From Winslow to Sequim, take Washington 305 to Washington 3, then cross the Hood Canal floating bridge and follow Washington 104, then U.S . 101.
For ferry schedules and costs, contact Washington State Ferries, Seattle Ferry Terminal, Pier 52, Seattle, Wash. 98104, (206) 464-6400. The nearest major city to Sequim is Port Angeles, 15 miles away.
Dungeness has waterfront motels and cottages and Sequim has several motels and a B&B;, all offering summer and winter rates. The new Sundowner Motel, 364 Washington, (206) 683-5532, costs $45 double a night, is close to restaurants and shopping and offers kitchen units.
The Red Ranch Inn, 830 Washington, (206) 683-4194, doubles $56, offers a pleasant country atmosphere.
Juan de Fuca Cottages, 561 Marine Drive, (206) 683-4433, doubles $61 and $71, is scenic and quiet, with fully-equipped kitchen cottages.
Dungeness Bay Motel, 569 Marine Drive, (206) 683-3013, doubles $55, has completely furnished kitchen units and is on Dungeness Bay.
Cracked Crab Dinner
Excellent seafood from the Pacific Ocean and Strait of Juan de Fuca is the pride of most restaurants in Sequim-Dungeness--clams, salmon, oysters, halibut, sole, geoduck and snapper, and always Dungeness crab.
Try the Three Crabs, 101 Three Crabs Road, where a cracked crab dinner is about $14. It opens at 11:30 a.m. daily; reservations recommended.
The Old Sequim Depot Restaurant & Lounge, a 76-year-old railroad station, features seafood and steak. Address: 710 S. Sequim Ave. at the railroad tracks.
The Oak Table Cafe serves breakfasts and lunches of crepes, pancakes, omelets, waffles, salads and sandwiches--all freshly made with locally-produced ingredients. Address: 292 W. Bell St. Open Monday through Saturday, 7 a.m. to 3 p.m., Sunday breakfast only, 8 a.m. to 3 p.m.
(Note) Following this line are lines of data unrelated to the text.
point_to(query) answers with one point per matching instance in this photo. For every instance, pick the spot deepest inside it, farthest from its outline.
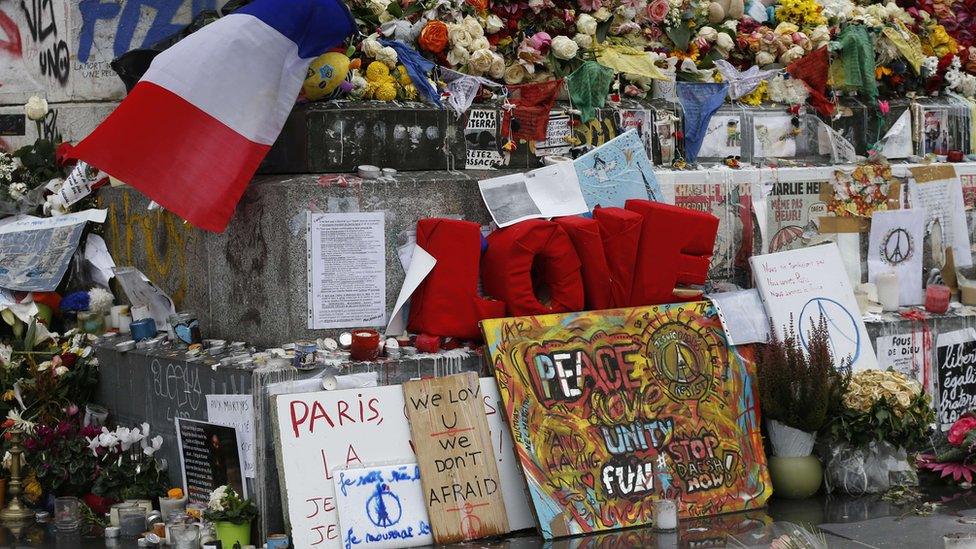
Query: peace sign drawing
(843, 334)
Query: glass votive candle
(67, 513)
(132, 521)
(184, 536)
(665, 515)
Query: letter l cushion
(675, 248)
(585, 235)
(447, 303)
(506, 272)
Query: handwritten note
(318, 433)
(803, 287)
(956, 361)
(236, 411)
(382, 507)
(346, 270)
(454, 452)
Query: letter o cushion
(506, 268)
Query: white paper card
(550, 191)
(346, 270)
(236, 411)
(809, 284)
(895, 245)
(382, 507)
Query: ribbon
(812, 71)
(417, 67)
(588, 88)
(919, 317)
(741, 82)
(699, 101)
(527, 110)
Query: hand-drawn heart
(184, 331)
(587, 479)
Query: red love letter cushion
(585, 236)
(447, 303)
(620, 232)
(507, 268)
(675, 248)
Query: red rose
(961, 428)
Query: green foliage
(798, 389)
(226, 505)
(883, 423)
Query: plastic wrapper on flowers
(866, 470)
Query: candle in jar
(888, 291)
(665, 515)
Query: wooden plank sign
(459, 473)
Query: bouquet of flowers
(953, 452)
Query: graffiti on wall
(610, 410)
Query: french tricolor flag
(191, 133)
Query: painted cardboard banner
(610, 410)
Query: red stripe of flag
(176, 154)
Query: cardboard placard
(318, 433)
(454, 451)
(610, 410)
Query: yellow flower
(377, 71)
(402, 76)
(385, 92)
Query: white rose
(584, 41)
(387, 56)
(458, 36)
(480, 61)
(494, 24)
(724, 42)
(514, 74)
(473, 27)
(564, 47)
(480, 43)
(458, 56)
(36, 108)
(708, 34)
(765, 58)
(586, 24)
(791, 55)
(497, 69)
(371, 47)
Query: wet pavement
(842, 521)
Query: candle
(888, 291)
(665, 515)
(937, 298)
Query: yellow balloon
(324, 75)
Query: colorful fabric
(588, 88)
(699, 101)
(418, 67)
(527, 110)
(812, 71)
(194, 129)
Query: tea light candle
(888, 291)
(665, 515)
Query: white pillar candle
(665, 515)
(888, 292)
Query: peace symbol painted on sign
(842, 332)
(897, 247)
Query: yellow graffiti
(154, 241)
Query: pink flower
(540, 41)
(961, 428)
(658, 10)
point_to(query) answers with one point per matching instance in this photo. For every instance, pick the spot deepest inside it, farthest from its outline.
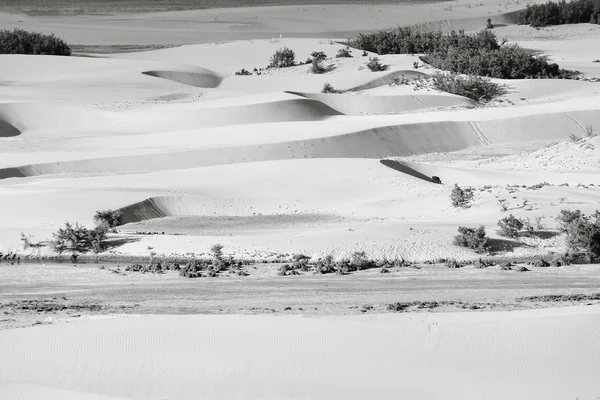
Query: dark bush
(582, 232)
(327, 88)
(108, 218)
(375, 66)
(473, 87)
(559, 13)
(510, 226)
(75, 238)
(19, 41)
(319, 55)
(472, 238)
(283, 58)
(473, 54)
(461, 197)
(317, 66)
(344, 53)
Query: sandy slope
(472, 355)
(174, 133)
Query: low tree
(283, 58)
(108, 218)
(461, 198)
(510, 226)
(582, 232)
(76, 238)
(472, 238)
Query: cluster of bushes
(474, 87)
(582, 233)
(75, 238)
(473, 54)
(561, 12)
(19, 41)
(357, 262)
(375, 66)
(461, 197)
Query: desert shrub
(359, 261)
(460, 197)
(375, 66)
(76, 238)
(344, 53)
(108, 218)
(283, 58)
(319, 55)
(473, 54)
(19, 41)
(472, 238)
(561, 12)
(216, 252)
(327, 88)
(317, 66)
(510, 226)
(473, 87)
(582, 232)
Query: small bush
(510, 226)
(472, 238)
(460, 197)
(327, 88)
(582, 232)
(19, 41)
(108, 218)
(473, 87)
(317, 66)
(344, 53)
(319, 55)
(375, 66)
(75, 238)
(562, 12)
(283, 58)
(472, 54)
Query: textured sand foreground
(540, 354)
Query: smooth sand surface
(545, 354)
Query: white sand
(541, 354)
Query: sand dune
(495, 355)
(7, 130)
(362, 105)
(379, 142)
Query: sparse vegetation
(344, 53)
(76, 238)
(19, 41)
(561, 12)
(473, 87)
(461, 198)
(108, 218)
(375, 66)
(472, 238)
(510, 226)
(327, 88)
(477, 54)
(582, 232)
(283, 58)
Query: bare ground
(36, 294)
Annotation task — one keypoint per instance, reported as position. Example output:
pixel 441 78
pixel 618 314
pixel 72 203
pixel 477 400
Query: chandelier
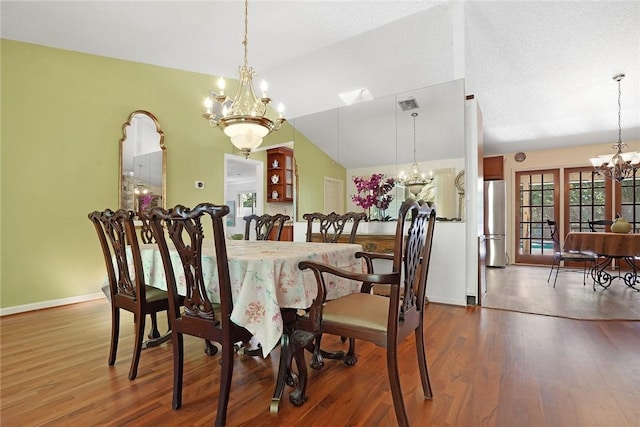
pixel 243 119
pixel 618 166
pixel 416 181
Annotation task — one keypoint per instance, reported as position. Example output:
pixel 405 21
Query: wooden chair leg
pixel 422 363
pixel 225 384
pixel 178 367
pixel 284 373
pixel 396 389
pixel 350 358
pixel 317 361
pixel 115 333
pixel 299 341
pixel 137 346
pixel 551 272
pixel 154 332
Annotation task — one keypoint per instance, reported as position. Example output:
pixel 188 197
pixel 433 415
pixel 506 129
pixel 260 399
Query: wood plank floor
pixel 488 368
pixel 525 288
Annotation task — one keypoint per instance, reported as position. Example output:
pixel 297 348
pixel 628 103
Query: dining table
pixel 265 279
pixel 608 246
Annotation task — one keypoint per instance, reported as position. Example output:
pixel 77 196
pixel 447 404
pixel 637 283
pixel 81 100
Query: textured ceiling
pixel 540 70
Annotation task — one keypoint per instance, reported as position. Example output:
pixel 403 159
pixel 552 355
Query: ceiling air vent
pixel 408 104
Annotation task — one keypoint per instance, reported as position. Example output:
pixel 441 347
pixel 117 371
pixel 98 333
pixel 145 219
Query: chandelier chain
pixel 414 136
pixel 619 113
pixel 245 42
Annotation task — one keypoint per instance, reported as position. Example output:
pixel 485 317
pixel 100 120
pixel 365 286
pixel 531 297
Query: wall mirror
pixel 378 136
pixel 143 163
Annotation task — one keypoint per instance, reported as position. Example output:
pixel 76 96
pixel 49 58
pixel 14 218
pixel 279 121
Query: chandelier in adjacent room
pixel 243 119
pixel 416 181
pixel 620 165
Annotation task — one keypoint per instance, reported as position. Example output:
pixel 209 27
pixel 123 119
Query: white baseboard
pixel 48 304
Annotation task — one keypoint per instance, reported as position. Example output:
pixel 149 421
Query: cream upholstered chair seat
pixel 341 311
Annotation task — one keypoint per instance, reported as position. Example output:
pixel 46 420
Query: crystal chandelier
pixel 416 181
pixel 618 166
pixel 243 119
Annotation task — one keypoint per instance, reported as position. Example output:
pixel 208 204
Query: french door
pixel 537 200
pixel 587 197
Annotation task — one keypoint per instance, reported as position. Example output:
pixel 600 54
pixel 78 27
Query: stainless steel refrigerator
pixel 495 218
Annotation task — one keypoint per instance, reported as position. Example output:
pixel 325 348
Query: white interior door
pixel 333 195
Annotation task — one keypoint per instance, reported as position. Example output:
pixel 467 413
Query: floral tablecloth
pixel 264 278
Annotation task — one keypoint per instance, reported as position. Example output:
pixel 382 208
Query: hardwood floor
pixel 488 368
pixel 525 288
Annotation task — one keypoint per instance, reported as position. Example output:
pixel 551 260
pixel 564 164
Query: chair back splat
pixel 600 225
pixel 201 317
pixel 264 224
pixel 384 321
pixel 332 225
pixel 559 255
pixel 117 236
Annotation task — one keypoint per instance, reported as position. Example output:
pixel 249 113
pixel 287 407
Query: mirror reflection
pixel 378 136
pixel 142 163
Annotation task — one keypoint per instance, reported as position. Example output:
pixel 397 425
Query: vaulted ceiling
pixel 541 70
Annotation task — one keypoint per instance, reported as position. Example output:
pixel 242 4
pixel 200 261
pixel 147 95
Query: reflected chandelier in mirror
pixel 142 163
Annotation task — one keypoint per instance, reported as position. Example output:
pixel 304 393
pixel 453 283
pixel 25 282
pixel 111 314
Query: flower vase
pixel 376 214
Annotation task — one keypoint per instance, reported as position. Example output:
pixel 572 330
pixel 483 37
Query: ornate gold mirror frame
pixel 143 163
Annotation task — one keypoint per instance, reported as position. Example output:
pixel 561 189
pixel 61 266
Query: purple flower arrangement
pixel 145 202
pixel 373 192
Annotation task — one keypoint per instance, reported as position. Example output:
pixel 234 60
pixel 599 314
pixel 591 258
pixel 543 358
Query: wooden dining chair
pixel 264 224
pixel 117 236
pixel 332 225
pixel 559 255
pixel 384 321
pixel 200 317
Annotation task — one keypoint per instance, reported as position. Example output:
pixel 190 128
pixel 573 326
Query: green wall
pixel 61 118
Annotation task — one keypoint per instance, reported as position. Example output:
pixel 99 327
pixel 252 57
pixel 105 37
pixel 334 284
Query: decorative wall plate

Casoni’s features international cuisine and an excellent wine list. Dinners are about $10 to $14. U.S. 101 at Carlsborg Road. Open daily, 4 to 11 p.m.
C’est Si Bon is a fine French restaurant offering fish, poultry, meat, special desserts and a good wine list. It’s 12 miles from Sequim in Port Angeles, 2300 U.S. 101 East. Open 3 to 11 p.m. Tuesday through Sunday.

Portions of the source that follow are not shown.